These detailed notes span the entire mission, beginning with the premature cut-off of one of the five booster engines, and finishing up with the crew "still cold 3 hrs later on carrier deck." Notes begin with routine issues encountered on the mission, "Haise had difficulty w/ TV camera—Not enough training on use of TV camera…Moral 1st day in this new environment, plan things to go slow," and at the bottom of the first page begins "One explosion, Main B Bus undervolt light on…Bang wasn't especially loud—Swigert wanted tunnel in because he wasn't sure it was in LM. In haste to get hatch in, got misaligned. Haise felt the explosion. He immediately thought it was CM…Lovell saw O2 T2 Quan gauge was way down to zero, #1 was coming down. Ground told to shut off reactants to FC 1&3, they knew they'd had it then—irreversable…Now apparent they were losing elec. Pwr, thought about powering up LM—Ground asked for it. Lovell saw some gas flowing out of SM…Ground gave them LM power up. Felt they should have gone into contigency activation. Important to crew to get LM Platform up & aligned. From LM windows saw debris all over the place. Small pieces, rotating, reflected lite—looked like frozen particles. CSM power down…Haise calculated consumables—looked OK except for L10A, but forgot Swigert!…Manual alignment on earth or moon—Lovell was skeptical, but felt it worked pretty well…Very proud of our ability to come up w/ devices, kluges, etc—especially the L10A Kluge. Love that masking tape…Final PTC—cooled LM down—got cold—put on lunar suits—Swigert had none…LM jettison attitude was uncomfortably close to CM gimbal lock—Quite poor." Also included is a printed Official NASA Record MSC Apollo 13 Investigation Team report, issued to Melvin Brooks, which incorporates aspects of the above de-briefing, and a three page memo establishing the Apollo 13 review board. In fine condition.
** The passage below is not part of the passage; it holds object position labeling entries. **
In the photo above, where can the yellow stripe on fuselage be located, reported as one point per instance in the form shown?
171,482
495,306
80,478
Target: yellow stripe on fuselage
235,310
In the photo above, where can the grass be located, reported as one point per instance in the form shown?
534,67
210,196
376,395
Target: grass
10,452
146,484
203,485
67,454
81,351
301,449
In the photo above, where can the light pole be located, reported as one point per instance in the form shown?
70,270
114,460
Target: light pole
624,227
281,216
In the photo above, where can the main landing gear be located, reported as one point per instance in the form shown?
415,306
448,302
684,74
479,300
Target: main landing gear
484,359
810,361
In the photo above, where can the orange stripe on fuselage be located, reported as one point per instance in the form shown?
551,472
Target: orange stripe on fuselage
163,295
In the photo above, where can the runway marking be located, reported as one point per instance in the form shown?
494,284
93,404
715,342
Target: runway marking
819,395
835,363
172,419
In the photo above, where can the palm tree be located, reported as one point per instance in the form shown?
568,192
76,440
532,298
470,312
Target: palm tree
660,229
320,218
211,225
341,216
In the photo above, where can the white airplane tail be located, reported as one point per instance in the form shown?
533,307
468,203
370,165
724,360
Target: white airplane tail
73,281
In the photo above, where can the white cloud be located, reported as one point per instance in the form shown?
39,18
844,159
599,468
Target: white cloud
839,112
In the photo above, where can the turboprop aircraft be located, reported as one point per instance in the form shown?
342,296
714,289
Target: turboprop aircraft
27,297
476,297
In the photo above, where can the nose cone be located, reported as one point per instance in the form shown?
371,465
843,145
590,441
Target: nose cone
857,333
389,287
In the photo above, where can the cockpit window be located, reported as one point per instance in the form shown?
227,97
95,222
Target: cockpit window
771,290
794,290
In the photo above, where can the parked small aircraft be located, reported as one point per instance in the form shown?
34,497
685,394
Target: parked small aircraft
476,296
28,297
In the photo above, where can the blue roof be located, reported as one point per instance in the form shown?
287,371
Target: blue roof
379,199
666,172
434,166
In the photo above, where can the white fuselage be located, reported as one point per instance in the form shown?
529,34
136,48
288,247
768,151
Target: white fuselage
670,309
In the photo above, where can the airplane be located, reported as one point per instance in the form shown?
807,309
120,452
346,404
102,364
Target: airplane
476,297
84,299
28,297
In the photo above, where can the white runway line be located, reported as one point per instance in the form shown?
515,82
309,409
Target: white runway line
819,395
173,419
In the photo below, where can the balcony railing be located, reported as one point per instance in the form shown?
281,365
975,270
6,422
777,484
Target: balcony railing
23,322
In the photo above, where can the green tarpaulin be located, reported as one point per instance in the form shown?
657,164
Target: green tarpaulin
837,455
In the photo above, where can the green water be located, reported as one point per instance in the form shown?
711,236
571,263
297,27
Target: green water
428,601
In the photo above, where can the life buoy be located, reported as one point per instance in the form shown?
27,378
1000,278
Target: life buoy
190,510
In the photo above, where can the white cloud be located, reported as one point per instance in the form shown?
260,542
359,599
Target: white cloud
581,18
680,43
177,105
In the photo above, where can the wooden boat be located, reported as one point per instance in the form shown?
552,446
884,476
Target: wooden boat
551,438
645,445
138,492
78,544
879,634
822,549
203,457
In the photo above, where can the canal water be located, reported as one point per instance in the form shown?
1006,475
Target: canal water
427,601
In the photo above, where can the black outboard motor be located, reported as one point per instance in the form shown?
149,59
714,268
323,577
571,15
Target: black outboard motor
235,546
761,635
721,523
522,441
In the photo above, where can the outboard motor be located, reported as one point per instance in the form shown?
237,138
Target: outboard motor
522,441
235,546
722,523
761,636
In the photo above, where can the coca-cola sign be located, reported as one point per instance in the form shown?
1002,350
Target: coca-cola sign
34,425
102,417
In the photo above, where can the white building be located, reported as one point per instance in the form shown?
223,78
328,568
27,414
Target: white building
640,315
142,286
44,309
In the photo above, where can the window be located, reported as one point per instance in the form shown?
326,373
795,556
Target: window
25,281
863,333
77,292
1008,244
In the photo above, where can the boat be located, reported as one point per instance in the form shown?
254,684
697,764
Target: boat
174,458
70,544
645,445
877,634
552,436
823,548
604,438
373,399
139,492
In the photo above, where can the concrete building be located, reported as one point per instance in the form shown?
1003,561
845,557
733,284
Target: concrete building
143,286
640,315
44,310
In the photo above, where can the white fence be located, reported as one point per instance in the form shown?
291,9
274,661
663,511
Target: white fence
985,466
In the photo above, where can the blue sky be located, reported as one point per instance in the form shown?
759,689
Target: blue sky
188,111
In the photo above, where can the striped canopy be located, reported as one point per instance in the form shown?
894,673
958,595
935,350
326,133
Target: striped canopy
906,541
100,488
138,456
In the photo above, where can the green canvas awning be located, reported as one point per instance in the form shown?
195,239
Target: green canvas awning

By the time the third voyage to the moon—Apollo 13—took off, a fickle America had pretty much lost interest in the process. All that changed on April 13, 1970, when, approximately 200,000 miles from Earth, Mission Control asked the crew to turn on the hydrogen and oxygen tank stirring fans. Less than two minutes later the astronauts heard a bang—the sound of an oxygen tank onboard the service module exploding—followed by fluctuations in electrical power and firing of the attitude control thrusters. "One explosion, Main B Bus undervolt light on…Bang wasn't especially loud…Lovell saw O2 T2 Quan gauge was way down to zero, #1 was coming down," as these investigation report notes describe it. The notations further reveal what must have been a sickening sight to James Lovell, Jack Swigert, and Fred Haise—"From LM windows saw debris all over the place. Small pieces, rotating, reflected lite—looked like frozen particles," along with the admission of a miscalculation during the chaos: "Haise calculated consumables—looked OK except for L10A, but forgot Swigert!" The crew was forced to shut down the command module and use the lunar module as a lifeboat. The oxygen tank failure was caused by an unlikely chain of events related to its design, as found by the Apollo 13 Review Board investigation and issued in their final report on June 15, 1970.